16 thoughts on “Getting into menswear with the Negroni

  1. Kim Johnson says:

    What about putting two long darts down the back. This would taper it in and take out some of the fullness, but still leave ease across the shoulders.

  2. Melizza says:

    Skills! The shirt looks wonderfully made. The buttons really take it up a notch. They are really nice.

    When I made my husband’s Negroni I went down a size (he was in between sizes as well) so it would fit his back and shoulders. It worked really well to downsize. Still fits even though he got a bit more tummy these days 🙂

    • Leila says:

      The interesting thing about menswear that I’m slowly realizing is that it’s all about how men like their shirts to fit. I’ll have to check in with Eric and see what he thinks of the fit after a couple of wears. Thanks for the input.

  3. auntymaimu says:

    It all depends on what he likes. When I think 70′ western shirt, I am thinking slim fitting shirt. Mens slim fitting shirt has no pleates on the back, it fits quit tight and has darts on the back. I second Kims idea. Remove those pleats, put two long darts in.

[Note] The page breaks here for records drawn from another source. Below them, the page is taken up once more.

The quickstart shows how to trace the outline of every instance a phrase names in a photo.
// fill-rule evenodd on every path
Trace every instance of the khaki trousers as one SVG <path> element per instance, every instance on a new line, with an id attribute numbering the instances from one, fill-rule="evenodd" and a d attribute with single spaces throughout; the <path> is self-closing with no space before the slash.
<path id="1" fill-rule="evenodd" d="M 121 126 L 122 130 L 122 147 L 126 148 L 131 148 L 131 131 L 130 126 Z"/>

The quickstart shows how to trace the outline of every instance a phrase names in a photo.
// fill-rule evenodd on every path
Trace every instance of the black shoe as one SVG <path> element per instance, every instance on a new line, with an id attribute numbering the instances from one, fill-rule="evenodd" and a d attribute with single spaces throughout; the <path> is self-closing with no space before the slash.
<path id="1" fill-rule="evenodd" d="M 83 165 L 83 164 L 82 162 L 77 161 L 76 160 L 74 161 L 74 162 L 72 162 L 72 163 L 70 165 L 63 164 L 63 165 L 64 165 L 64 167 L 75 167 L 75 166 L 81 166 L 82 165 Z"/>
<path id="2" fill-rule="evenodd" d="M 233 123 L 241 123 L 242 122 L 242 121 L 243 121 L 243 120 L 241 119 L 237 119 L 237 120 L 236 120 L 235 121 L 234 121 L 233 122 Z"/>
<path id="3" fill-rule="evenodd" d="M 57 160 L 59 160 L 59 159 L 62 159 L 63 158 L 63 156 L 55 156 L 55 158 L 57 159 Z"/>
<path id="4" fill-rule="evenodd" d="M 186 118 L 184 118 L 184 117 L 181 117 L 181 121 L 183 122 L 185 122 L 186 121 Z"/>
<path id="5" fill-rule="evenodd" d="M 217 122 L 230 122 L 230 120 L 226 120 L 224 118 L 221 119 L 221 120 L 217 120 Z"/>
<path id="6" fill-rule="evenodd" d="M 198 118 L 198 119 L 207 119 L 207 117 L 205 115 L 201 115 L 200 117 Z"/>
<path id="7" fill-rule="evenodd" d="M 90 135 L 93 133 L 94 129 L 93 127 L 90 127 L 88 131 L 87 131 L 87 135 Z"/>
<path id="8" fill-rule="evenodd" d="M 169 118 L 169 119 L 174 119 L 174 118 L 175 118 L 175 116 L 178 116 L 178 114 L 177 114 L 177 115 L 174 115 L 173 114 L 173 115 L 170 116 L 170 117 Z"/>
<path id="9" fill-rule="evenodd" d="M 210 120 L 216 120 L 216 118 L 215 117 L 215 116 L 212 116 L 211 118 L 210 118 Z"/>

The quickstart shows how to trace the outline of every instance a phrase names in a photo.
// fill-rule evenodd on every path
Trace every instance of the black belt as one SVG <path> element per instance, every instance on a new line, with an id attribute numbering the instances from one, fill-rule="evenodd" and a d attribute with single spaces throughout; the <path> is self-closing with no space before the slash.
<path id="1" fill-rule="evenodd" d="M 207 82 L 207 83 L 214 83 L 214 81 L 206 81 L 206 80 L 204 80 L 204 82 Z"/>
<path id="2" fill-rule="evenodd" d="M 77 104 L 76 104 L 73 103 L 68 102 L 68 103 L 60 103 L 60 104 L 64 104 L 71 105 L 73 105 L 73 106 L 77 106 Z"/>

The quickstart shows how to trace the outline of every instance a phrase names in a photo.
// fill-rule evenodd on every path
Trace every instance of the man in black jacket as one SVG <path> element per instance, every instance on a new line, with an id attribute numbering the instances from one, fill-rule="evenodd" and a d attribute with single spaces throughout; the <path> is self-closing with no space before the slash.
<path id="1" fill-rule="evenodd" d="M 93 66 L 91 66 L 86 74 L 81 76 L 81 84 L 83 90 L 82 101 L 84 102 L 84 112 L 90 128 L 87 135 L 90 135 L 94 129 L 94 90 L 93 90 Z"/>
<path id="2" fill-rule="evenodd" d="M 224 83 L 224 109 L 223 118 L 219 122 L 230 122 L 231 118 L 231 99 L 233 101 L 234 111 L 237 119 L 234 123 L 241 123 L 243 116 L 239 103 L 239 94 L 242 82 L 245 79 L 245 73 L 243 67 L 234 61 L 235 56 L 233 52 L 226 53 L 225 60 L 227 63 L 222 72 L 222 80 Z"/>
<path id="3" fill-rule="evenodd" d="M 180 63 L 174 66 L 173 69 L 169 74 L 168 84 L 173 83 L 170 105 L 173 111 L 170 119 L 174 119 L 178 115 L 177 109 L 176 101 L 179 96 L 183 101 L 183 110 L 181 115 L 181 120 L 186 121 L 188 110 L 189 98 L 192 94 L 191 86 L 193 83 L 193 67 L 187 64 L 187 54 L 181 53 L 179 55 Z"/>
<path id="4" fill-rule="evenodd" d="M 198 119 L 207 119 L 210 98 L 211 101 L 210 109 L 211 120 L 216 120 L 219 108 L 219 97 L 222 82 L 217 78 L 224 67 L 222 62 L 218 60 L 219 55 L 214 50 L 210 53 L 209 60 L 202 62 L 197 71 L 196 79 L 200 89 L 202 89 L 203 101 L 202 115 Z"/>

  4. Linda of Nice dress! Thanks, I made it!! says:

    That’s true, it doesn’t matter what size he measures and what size you make, how does he like it? Is he commenting on the fullness? I always measure, cut out that size and them before I finish we kinda pin it together and try it on. People hate wearing clothes all pinned together, but…. Sorry! It’s the only way I know how! Your shirt looks great, so well made!

  5. Brooke says:

    Yeah, I’d definitely take it in on the back. That’s the main alteration I do for tv/movies when I’m fixing rtw dress shirts. Either add some darts or take out some width at the side seams. Just be careful not to make the upper back and shoulder area too tight or the wearer will have movement issues and possibly a blow out.

    Very nice shirt! Love the finishing details! Can’t wait to see your scrolly yoke version!

    • Leila says:

      I’m thinking of just taking it in at the center yoke/back of the shirt so I don’t have to mess with the armscye. But then I’m also wondering if I use a stretch woven if I can get away with just making the shirt using one size smaller in the pattern. Wondering if the back would also be baggy on the S.

      • Brooke says:

        Stretch might help if you try going down a size. But I think it just needs some shaping in general. I wonder if you could just add a center back seam below the yoke and curve it (if you can’t just curve the side seams a bit more without too much work).

      • Leila says:

        That’s a really good idea. This guy is a rail but has broad shoulders so I don’t want to take it in at the yoke. But also, I see that this pattern is drafted with kinda baggy upper sleeves which is what I’m also not crazy about on the one I made. But I don’t want to overfit- you know that’s my weakness.

  6. CGCouture says:

    You’ve got a good start! I would swing in the sides on the next version, like the opposite of what some of us women do to accommodate our hips. I’d do that front and back, and maybe curve the waist a bit more on the back. My hubby is a similar build (slim hipped with broad shoulders), and that’s what I always did for him, otherwise he was swimming in fabric. You can do darts, but I’ve always been afraid that would look too…girly? Maybe not though, I’ve never actually tried it.